Researchers can even create 3-D views of organs or structures, to "fly through" them to explore their morphology, said Johnson.

Finally, the digital nature of the MRM scans also means that researchers can easily download and view comparable slices or 3-D views from a multitude of normal and gene-altered animals. Such comparison enables them to locate the same structural landmarks in different animals.

Johnson and his colleagues will collaborate with the Jackson Laboratory, the largest source of laboratory mice, to create MRM atlases of the major strains if normal mice – both male and female and at a range of ages. These scans will be integrated with the laboratory's database of phenotype information on their mouse strains.

Scans of these normal "visible mice" will be posted on the Web so that researchers can compare their gene-altered strains. Ultimately, Johnson believes, MRM atlases will include a broad range of normal and gene-altered strains, so that researchers can compare the altered mice for common morphological changes.

"For example, if a researcher produces a mouse with altered renal structure, he or she can search the database for other animals with such alterations, and discover whether there are correlations with the animals' genotypes," said Johnson.

Future efforts will also include forging collaborations between MRM researchers and pathologists to interpret the morphological information revealed by MRM, said Johnson.

"We are now in a very similar situation that we were when the first MRI machines began to roll into clinics," he said. "Just as the radiologists and clinicians had to learn the differences between what MRI scans versus CT X-ray scans revealed, now we'll have to understand what is revealed by MRM versus traditional histologic sections. We expect these collaborations will yield a new generation of magnetic resonance histology pathologists."
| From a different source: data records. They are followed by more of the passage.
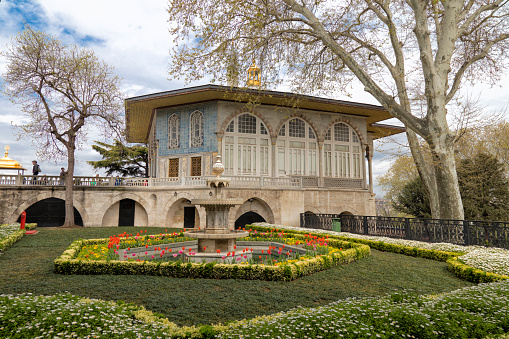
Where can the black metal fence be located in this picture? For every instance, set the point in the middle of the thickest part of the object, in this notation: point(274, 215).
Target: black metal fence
point(459, 232)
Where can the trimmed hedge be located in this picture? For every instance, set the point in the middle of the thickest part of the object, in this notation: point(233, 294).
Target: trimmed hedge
point(67, 264)
point(454, 265)
point(472, 274)
point(7, 242)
The new MRM scanning capability has built on technological advances in MRM made over the last 15 years, and supported by the NIH National Center for Research Resources, said Johnson. These advances include more powerful magnets, larger imaging arrays, highly sensitive radio frequency receivers, advanced computer image processing techniques and improved perfusion methods and stains. Practical sharing of the massive amounts of data generated by MRM scans will also depend on the high speed Internet 2, he said.